Tanis sah zu Sturm hinüber, der stolz das Waffenkleid einer Ritterschaft trug, die vor dreihundert Jahren in Ungnade gefallen war. Obwohl Sturm nur vier Jahre älter war als Caramon, hatten sein strenges, diszipliniertes Leben, die Härten der Armut und seine melancholische Suche nach seinem geliebten Vater ihn über die Jahre hinaus altern lassen. Mit seinen neunund-zwanzig Jahren sah er wie vierzig aus. Tanis dachte, ich glaube nicht, daß ich einem von uns trauen würde.
»Wie sieht der Plan aus?« fragte Sturm.
»Wir fahren mit einem Boot«, antwortete Tanis.
»Oh!« kicherte Caramon. »Hast du es Flint schon gesagt?« »Nein. Überlaß das nur mir.«
»Woher bekommen wir ein Boot?« fragte Sturm argwöhnisch. »Du wirst glücklicher sein, wenn du es nicht weißt«, antwortete der Halb-Elf. Der Ritter runzelte die Stirn. Seine Augen folgten dem Kender, der weit vorn war und von einem Schatten zum nächsten huschte. »Mir gefällt das nicht, Tanis. Erst sind wir Mörder, und jetzt werden wir auch noch Diebe.«
»Ich betrachte mich nicht als Mörder«, schnaubte Caramon verächtlich. »Goblins zählen nicht.«
Tanis sah, wie der Ritter Caramon anstarrte. »Mir gefällt es auch nicht, Sturm«, sagte er hastig und hoffte, einen Streit zu verhindern. »Aber man zwingt uns dazu. Nimm die Barbaren – ihr Stolz ist das einzige, was sie noch aufrecht hält. Nimm Raistlin...« Ihre Augen fuhren zum Magier, der durch das Laub schlurfte und sich dabei nur im Schatten bewegte, gestützt auf seinen Stab. Gelegentlich peinigte ein trockener Husten seinen zerbrechlichen Körper.
Caramons Gesicht verdüsterte sich. »Tanis hat recht«, sagte er leise. »Raist schafft es kaum noch. Ich muß zu ihm.« Er verließ Ritter und Halb-Elf und eilte nach vorn, um die verhüllte, gebeugte Gestalt seines Zwillingsbruders einzuholen. »Laß mich dir helfen, Raist«, hörten sie Caramon wispern. Raistlin schüttelte seinen Kopf und entzog sich der Berührung seines Bruders. Caramon zuckte zusammen und ließ seinen Arm fallen. Aber der Krieger blieb dicht bei seinem schwachen Bruder, bereit, ihm im Notfall beizuspringen.

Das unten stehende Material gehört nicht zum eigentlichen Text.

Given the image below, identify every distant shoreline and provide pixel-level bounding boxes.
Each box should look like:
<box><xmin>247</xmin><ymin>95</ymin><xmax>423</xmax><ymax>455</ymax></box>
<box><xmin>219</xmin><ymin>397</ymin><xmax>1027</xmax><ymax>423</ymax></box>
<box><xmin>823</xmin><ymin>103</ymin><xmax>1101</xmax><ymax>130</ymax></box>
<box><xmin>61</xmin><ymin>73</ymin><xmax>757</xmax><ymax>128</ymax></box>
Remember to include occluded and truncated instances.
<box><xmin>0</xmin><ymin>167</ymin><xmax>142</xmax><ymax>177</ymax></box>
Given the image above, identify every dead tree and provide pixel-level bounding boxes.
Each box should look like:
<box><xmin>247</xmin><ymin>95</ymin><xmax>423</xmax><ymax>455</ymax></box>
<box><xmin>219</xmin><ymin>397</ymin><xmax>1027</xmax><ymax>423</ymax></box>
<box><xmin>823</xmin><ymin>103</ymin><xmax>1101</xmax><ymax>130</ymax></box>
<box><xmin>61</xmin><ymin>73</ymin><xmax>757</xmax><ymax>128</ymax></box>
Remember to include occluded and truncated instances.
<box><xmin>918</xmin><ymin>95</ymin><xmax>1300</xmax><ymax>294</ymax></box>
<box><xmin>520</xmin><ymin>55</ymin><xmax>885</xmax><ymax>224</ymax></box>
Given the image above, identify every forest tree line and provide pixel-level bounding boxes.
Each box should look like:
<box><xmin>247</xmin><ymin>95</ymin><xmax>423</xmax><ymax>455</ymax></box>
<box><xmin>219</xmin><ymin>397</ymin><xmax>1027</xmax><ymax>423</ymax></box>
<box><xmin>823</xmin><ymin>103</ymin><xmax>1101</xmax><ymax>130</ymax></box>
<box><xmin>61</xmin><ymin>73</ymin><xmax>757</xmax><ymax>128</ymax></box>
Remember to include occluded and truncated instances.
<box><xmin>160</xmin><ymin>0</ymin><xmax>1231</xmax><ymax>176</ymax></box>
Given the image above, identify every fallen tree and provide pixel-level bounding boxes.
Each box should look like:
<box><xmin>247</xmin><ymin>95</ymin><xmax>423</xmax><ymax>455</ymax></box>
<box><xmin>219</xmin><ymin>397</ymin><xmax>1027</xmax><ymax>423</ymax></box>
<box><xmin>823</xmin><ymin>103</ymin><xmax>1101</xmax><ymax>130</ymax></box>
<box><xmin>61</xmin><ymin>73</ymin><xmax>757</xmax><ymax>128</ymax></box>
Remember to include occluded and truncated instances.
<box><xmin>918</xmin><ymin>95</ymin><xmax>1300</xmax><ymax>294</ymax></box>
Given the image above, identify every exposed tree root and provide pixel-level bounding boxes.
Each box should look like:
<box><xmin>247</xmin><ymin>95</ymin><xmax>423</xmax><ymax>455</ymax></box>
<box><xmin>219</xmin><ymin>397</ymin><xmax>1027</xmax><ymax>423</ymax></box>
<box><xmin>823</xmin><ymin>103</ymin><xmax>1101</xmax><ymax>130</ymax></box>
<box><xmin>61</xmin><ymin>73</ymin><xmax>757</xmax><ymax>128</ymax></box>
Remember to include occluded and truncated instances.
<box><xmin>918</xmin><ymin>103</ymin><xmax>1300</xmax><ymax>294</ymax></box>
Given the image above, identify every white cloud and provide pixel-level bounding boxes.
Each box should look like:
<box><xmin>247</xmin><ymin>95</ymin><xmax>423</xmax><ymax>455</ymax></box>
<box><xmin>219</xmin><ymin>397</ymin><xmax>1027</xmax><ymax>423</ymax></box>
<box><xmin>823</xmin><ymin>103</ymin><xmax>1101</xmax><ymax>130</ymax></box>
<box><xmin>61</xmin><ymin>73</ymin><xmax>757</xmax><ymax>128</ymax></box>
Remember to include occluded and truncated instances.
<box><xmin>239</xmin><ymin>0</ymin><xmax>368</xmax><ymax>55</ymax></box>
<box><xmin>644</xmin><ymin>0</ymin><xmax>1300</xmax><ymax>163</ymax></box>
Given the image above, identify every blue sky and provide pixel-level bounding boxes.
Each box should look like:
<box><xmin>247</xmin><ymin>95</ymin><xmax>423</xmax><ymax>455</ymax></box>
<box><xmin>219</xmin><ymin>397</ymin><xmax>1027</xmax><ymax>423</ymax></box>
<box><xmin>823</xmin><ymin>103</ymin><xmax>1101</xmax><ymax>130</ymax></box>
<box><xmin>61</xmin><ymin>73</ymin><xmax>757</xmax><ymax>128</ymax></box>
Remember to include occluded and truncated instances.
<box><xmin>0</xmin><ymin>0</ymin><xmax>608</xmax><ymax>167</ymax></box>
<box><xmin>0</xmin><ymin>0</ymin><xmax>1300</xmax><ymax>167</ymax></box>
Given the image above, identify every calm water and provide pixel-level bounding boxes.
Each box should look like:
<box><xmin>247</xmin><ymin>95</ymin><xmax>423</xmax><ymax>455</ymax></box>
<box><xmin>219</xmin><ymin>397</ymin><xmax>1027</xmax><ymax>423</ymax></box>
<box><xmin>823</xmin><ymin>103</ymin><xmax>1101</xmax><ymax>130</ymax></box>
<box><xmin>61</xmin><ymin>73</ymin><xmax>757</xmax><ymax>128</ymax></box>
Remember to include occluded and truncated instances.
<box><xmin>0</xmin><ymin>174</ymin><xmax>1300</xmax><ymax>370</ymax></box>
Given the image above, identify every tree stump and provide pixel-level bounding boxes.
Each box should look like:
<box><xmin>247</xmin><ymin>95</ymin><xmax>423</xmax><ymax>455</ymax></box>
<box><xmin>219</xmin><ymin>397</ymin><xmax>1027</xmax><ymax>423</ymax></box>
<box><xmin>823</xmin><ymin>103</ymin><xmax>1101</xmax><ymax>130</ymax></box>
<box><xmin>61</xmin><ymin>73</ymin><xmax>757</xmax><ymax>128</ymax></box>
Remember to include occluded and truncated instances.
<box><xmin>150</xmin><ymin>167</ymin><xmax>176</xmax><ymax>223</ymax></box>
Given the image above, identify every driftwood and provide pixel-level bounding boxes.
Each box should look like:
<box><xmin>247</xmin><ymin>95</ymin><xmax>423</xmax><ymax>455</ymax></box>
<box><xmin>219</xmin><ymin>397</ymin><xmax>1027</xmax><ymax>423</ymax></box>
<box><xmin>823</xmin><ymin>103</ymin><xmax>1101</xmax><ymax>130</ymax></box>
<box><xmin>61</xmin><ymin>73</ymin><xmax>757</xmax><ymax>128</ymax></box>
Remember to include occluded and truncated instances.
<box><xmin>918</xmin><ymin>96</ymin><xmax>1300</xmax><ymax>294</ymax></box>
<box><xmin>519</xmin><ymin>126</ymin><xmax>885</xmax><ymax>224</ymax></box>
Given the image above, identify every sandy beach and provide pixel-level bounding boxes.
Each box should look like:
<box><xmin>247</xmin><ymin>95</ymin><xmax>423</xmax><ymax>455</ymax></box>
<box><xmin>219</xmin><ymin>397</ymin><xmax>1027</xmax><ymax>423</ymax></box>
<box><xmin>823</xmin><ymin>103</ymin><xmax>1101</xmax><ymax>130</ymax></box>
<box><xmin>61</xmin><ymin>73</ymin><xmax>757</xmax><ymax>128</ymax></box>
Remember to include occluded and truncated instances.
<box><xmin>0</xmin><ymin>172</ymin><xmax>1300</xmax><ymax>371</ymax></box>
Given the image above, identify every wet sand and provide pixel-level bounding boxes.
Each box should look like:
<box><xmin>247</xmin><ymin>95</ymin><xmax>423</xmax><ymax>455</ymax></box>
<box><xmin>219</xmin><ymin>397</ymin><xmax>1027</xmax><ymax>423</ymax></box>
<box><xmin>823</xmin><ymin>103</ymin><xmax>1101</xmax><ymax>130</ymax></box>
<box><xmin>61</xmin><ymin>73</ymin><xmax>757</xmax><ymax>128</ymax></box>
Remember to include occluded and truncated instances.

»Warum läßt er sich das gefallen?« fragte Tanis leise. »Familie. Blutsbande.« Sturm klang nachdenklich. Er schien mehr sagen zu wollen, aber seine Augen richteten sich auf Tanis' Elfengesicht mit dem menschlichen Barthaar, und er schwieg. Tanis sah den Blick und wußte, was der Ritter gedacht hatte: Familie, Blutsbande – Dinge, von denen der verwaiste Halb-Elf keine Ahnung hatte.